I also have an issue with the general quality of the tone. It almost always seems way too muddy, and I suspect it has something to do with the noise floor mixing with the actual signal of the guitar-playing. I've heard plenty of simulated amp recordings that sounded very, VERY good, and were crystal-clear. I've heard several which were probably from this Axe-Fx unit, but I don't know whether the difference in the tone's quality is from the sound card actually doing its job or the amp simulator being better (probably a combination of the two).
Last edited by TLGuitar at Oct 9, 2015,
#25
Hey. So, I tried to use a different amp sim to compare the general results. I've looked a bit and saw plenty of stuff on YouTube praising Positive Grid's BIAS. Actually most of these did sound pretty great to me, but it did seem like they were just employing some strong marketing using famous guitar channels, and I've seen a bunch of people replying that Revalver is better in their opinion - just not as strongly marketed.

I've got a hold of Revalver 4; I haven't gone through all of it yet, but it seems like its distortion effects handle noise better and it sounds overall better than AmpliTube to me. The noise gate also seems to work more organically than AmpliTube's. But, I still would have liked a clean input tone, and it just seems like the one coming from my Fast Track isn't clean enough. Using too much noise gate can filter out long sustains, for example, and overall it won't clear up the guitar tone itself.

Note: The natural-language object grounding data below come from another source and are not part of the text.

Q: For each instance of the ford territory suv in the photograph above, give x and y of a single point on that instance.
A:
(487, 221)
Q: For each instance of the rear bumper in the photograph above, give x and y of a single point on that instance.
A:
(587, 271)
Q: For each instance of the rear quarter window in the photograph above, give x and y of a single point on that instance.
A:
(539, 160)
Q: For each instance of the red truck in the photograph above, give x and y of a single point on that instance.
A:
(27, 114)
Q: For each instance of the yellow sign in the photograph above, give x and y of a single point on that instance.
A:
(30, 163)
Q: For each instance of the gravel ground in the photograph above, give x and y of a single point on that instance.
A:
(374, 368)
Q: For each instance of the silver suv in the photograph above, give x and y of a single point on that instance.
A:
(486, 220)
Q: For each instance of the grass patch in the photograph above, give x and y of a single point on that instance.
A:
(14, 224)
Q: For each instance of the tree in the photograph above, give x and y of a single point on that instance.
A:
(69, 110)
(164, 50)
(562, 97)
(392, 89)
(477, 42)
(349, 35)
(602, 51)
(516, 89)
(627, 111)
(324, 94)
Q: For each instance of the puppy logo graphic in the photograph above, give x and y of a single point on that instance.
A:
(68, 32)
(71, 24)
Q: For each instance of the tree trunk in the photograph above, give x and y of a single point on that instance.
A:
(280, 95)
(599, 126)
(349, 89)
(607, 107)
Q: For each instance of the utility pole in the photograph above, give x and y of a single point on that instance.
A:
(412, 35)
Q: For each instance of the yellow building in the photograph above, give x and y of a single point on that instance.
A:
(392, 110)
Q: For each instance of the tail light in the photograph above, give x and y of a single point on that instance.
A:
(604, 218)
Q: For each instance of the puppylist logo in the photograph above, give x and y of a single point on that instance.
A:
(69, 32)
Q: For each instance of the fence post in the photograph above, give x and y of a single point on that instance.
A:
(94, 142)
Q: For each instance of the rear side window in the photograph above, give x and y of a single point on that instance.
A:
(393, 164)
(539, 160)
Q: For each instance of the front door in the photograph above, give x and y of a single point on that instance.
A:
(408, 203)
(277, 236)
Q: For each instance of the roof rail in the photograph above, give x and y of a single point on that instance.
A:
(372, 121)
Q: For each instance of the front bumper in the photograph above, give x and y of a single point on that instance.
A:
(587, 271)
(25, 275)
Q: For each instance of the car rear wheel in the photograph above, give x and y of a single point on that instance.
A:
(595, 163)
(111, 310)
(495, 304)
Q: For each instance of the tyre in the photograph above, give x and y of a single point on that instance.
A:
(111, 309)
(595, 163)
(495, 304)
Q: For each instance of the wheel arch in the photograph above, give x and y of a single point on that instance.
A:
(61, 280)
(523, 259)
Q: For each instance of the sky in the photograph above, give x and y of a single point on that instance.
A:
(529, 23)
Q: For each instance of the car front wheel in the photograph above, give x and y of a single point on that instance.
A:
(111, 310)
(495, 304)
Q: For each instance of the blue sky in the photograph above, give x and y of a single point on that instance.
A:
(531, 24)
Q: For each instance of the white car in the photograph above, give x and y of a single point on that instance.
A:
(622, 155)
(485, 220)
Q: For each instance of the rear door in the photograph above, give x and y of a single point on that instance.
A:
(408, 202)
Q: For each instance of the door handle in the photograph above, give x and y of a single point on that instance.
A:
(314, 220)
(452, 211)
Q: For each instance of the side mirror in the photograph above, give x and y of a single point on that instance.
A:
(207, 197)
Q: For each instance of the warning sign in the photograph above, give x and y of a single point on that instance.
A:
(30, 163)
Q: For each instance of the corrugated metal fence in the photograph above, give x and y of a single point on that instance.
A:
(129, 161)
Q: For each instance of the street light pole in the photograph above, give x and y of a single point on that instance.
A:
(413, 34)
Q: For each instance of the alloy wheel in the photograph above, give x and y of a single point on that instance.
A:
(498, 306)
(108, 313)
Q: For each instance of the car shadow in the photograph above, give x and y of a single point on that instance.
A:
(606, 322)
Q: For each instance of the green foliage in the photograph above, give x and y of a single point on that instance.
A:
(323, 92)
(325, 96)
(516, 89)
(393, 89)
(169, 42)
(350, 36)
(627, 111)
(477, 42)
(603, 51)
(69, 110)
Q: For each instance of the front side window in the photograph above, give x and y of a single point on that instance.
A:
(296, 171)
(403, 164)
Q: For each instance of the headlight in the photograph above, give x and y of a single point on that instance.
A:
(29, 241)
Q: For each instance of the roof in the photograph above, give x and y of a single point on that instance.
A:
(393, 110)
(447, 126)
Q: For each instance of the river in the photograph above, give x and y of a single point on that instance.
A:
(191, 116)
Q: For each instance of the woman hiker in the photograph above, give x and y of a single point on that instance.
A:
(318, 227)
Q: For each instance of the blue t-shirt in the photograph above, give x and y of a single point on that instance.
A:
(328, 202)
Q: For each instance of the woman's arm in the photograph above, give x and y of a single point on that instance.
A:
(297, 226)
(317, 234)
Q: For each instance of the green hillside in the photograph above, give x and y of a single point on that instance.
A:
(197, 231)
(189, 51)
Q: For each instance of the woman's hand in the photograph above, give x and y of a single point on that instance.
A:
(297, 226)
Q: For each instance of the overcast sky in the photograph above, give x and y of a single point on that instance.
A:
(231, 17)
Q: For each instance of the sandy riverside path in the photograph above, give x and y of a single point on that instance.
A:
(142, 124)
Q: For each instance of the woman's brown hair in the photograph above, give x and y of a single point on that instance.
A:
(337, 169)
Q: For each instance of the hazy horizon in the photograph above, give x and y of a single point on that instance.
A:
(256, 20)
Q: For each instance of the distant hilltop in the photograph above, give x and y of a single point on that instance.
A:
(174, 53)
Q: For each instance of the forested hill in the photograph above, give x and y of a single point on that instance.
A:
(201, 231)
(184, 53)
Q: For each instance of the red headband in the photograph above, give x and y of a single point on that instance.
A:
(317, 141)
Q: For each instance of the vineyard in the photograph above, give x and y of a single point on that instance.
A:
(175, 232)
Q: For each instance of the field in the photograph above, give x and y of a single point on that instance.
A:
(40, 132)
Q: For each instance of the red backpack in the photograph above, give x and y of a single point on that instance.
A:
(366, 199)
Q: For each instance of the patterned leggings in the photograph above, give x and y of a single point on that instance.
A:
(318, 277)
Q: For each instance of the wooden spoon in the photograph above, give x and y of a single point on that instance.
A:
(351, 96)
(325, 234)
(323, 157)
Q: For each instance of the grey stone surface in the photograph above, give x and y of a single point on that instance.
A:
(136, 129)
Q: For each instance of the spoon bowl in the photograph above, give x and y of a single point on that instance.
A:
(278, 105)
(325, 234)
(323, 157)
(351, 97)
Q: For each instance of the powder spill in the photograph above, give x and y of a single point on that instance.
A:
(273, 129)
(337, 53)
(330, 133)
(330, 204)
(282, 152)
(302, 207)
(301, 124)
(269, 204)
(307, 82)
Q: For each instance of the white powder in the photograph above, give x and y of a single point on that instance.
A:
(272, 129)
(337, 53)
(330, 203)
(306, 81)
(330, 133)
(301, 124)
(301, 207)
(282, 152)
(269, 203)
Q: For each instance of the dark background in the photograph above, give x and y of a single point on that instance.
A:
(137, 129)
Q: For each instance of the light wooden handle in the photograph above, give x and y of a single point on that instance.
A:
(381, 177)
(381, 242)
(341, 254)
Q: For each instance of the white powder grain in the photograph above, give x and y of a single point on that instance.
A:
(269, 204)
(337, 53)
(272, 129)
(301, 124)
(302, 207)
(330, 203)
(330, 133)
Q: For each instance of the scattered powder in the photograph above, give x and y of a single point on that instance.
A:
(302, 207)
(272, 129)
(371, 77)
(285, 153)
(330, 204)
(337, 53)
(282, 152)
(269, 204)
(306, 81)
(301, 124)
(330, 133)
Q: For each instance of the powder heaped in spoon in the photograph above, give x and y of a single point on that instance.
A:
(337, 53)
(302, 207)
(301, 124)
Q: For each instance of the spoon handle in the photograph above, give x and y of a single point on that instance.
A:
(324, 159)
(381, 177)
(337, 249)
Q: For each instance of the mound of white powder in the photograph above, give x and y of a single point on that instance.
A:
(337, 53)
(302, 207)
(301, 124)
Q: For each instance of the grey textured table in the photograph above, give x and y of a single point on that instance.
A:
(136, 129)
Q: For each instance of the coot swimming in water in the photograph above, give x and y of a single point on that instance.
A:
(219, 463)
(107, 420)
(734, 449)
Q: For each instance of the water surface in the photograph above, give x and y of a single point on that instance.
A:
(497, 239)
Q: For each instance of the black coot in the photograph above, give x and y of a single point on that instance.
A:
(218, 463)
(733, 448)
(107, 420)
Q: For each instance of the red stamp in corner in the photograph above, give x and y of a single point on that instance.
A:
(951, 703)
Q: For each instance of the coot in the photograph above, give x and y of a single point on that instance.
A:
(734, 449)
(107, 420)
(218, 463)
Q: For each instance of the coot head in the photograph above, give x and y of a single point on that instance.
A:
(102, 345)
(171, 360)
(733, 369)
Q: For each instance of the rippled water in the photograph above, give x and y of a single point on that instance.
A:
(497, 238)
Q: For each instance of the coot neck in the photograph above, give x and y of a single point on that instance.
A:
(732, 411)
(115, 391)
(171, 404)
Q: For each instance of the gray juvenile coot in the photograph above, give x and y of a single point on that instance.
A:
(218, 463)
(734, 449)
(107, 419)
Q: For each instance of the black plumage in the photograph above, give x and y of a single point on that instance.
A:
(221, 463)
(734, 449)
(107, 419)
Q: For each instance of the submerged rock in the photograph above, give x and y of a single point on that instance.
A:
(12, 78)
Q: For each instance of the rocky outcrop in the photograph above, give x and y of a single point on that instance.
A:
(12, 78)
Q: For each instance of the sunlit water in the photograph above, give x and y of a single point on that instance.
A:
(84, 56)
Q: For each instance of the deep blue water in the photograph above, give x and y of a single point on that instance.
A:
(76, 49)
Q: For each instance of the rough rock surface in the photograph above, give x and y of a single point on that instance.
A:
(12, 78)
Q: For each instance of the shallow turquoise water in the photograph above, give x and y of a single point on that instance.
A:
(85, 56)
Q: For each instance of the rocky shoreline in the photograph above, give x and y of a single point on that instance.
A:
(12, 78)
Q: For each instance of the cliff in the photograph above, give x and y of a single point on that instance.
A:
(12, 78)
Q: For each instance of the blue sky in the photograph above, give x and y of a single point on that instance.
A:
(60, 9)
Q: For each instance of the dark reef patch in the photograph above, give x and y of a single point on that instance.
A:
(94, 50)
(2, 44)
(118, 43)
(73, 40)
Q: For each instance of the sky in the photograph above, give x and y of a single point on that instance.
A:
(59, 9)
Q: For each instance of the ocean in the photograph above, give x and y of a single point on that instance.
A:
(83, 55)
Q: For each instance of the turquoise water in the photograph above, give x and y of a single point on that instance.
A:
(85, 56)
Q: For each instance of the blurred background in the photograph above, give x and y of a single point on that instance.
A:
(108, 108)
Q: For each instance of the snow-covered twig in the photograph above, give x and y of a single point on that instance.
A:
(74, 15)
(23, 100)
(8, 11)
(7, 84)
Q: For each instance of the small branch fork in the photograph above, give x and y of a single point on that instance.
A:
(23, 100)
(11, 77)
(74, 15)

I decided to check this, and it seems that while connecting my Les Paul into the interface does add some more noise, the Fast Track generates much of it on its own without the guitar even being connected. As it seems like the base gain on it (without pressing the "Pad" button) is rather high as it is, I now usually set the knob to its lowest possible position (and the indicator might still show slight clipping if strumming chords hard enough); I've recorded some short test where – with the noise gate disabledthe guitar is connected (I play a bit) while the FT's gain is at its lowest, and then I unplug the guitar and let it go on for a few moments. You can already hear some hiss here being generated from the interface's naked signal going into the distortion. I then connect the guitar again while setting a slightly higher gain, and finally unplug the guitar while raising the gain to about 9 o'clock, and then to 12 o'clock. You can hear plenty of noise in this, and I don't know if that's "normal" and how does that compare to other interfaces when the guitar is not even connected.